In [48]:

# Step 2: Import the necessary libraries and define the API key
import cohere
import numpy as np
import altair as alt
from annoy import AnnoyIndex
import pandas as pd
import umap.umap_ as umap
import re

API_KEY = "J0okVO9eZywR0IJc95qT5bpYTyV3ZPHgtbxXhxKR"
co = cohere.Client(API_KEY)


In [49]:
# Step 3: Load the Hausa and Igbo datasets
hau_df = pd.read_csv("data/ha.csv")
ibo_df = pd.read_csv("data/ibo.csv")


In [50]:
# Step 4: Preprocess the datasets
def preprocess(text):
    # Remove any non-alphanumeric characters
    text = re.sub(r"@[^\s]+", "", text)
    text = re.sub(r"http[^\s]+", "", text)
    # Remove any extra whitespace
    text = re.sub(r"\s+", " ", text)
    # Convert to lowercase
    text = text.lower()
    return text

hau_df[" tweet"] = hau_df[" tweet"].apply(preprocess)
ibo_df[" tweet"] = ibo_df[" tweet"].apply(preprocess)


In [51]:
# Step 5: Use the Cohere API to create embeddings for each sentence in the Hausa dataset
hau_embeddings = co.embed(hau_df[" tweet"][:1000].tolist(), model="embed-english-v2.0")
hau_embeddings = np.array(list(hau_embeddings))

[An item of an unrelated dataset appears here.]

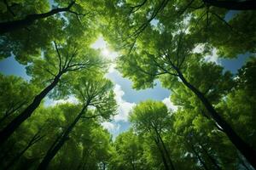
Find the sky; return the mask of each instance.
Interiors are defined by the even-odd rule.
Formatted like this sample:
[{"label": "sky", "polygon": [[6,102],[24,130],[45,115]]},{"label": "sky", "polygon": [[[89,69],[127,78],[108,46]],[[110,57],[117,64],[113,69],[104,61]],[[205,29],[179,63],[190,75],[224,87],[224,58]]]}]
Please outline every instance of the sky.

CohereConnectionError: HTTPSConnectionPool(host='api.cohere.ai', port=443): Read timed out.

In [37]:
# Step 6: Use the embeddings to perform semantic search and find the most similar sentences in the Igbo dataset
results = []
search_results = AnnoyIndex(hau_embeddings.shape[1], 'angular')
for i in range(len(hau_embeddings)):
    # Save the result as a tuple
    search_results.add_item(i, hau_embeddings[i])
search_results.build(40)
search_results.save('text.ann')

True

In [38]:
query = "Allah yayiwa mahaifiya day yar uwata rasuwa"

# Get the query's embedding
query_embed = co.embed(texts=[query],
                  model="embed-english-v2.0").embeddings

# Retrieve the nearest neighbors
similar_item_ids = search_results.get_nns_by_vector(query_embed[0],10,
                                                include_distances=True)
# Format the results
results = pd.DataFrame(data={'texts': hau_df.iloc[similar_item_ids[0]][' tweet'],
                             'distance': similar_item_ids[1]})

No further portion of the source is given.